Confidence is an interesting beast. It took me a while to really see how it works.
Confidence is directly related with the Buddhist notion of "suchness" (and therefore with the so-called Emptiness).
To have confidence you have to accept everything at the most fundamental level, and keep accepting as things evolve. You have to fully accept the so-called external situation, and you have to fully accept yourself. Sounds simple but it's not.
When you accept yourself you commit to doing everything to the best of your ability but you also accept that you can make mistakes. When you accept the situation, and keep accepting it as it changes, you accept the outcome of your actions, whatever it is. You think about it, you do the best you can, you get a result, and you deal with that result. Rinse, repeat.
In other words, when you make a decision - any decision - either a microscopic level one or a grandiose one - you must take full ownership of that decision, you must stand on it with both your feet. Not be like "neither here nor there" "just in case" - no, it must be a fully owned decision. You commit to it, you implement it, and you own whatever comes from it and work with that.

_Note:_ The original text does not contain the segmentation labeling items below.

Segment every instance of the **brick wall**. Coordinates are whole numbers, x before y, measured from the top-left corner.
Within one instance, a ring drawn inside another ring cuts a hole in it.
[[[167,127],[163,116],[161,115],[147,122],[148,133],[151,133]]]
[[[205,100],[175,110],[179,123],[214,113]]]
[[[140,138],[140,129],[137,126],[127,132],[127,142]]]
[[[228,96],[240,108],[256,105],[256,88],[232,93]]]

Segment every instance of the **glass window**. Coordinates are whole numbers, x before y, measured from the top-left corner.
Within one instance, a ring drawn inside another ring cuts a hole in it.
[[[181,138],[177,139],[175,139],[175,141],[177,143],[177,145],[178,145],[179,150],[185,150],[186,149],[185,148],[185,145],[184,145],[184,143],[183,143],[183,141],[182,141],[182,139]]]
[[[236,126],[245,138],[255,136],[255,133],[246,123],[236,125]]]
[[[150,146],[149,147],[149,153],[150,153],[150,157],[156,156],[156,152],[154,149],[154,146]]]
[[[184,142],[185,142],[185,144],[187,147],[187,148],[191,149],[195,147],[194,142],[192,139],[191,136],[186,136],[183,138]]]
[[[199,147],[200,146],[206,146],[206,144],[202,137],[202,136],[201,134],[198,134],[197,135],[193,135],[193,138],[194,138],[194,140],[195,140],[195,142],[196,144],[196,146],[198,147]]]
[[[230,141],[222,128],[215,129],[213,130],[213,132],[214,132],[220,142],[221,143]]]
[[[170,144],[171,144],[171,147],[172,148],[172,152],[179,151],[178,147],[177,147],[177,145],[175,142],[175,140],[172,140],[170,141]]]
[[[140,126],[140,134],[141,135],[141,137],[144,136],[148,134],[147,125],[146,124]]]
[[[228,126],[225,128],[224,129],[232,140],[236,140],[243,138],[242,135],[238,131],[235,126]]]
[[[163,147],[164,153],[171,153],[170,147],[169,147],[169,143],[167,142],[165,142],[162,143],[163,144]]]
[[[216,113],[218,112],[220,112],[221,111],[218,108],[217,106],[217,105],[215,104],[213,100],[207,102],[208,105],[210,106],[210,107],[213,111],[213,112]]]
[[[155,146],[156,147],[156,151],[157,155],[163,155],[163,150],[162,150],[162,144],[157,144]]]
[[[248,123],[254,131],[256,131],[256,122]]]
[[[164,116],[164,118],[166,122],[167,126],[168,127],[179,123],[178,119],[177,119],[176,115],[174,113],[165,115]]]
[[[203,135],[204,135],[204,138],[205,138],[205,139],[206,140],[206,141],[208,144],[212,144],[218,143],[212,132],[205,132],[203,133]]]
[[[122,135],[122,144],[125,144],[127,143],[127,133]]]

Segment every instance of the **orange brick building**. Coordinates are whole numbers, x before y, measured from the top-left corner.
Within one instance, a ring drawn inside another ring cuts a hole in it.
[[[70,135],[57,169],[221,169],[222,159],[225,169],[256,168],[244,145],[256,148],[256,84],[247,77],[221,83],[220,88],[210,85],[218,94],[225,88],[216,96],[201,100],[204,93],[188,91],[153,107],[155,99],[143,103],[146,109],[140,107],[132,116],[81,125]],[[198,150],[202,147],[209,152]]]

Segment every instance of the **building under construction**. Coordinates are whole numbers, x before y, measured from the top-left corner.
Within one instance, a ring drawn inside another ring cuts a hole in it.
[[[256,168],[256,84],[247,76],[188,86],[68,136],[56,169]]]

Here's one more detail. To fully accept everything means: if you don't know something - you don't pretend you know it, you don't wish you knew it, and you don't try to hide it to save your ego. You accept that you don't fully know it, and when you talk to others you define the boundaries of what you know and what you don't. Then you work with what you do know, doing your best and accepting results, as described above.
Taken together this means that you stand firmly with both feet on the ground of the truth - the ungeneralizable suchness of things as they are, and you are being authentically and ungeneralizably yourself. Both externally and internally there is no lie or disconnect, there's truth, authenticity, and ungeneralizable suchness. You accept things as they are, you accept yourself, you accept your limits, you do your best and you accept the new situation that emerges without grasping at what it could have been. Whatever happens, you are not afraid - because you are not grasping at imaginary "could"s and "should"s, you work with what "is". You are true and real, every step of the way.
That's the power stance that gives you the real Buddhist confidence.
By now it should be clear that this type of confidence is an exact opposite of arrogance. Arrogance is based on "wearing an armor" - convincing oneself and others that you are perfect, consistent, that you know the only right way etc, defending your image and fighting for more. Buddhist confidence is based on "removing the armor" and being true.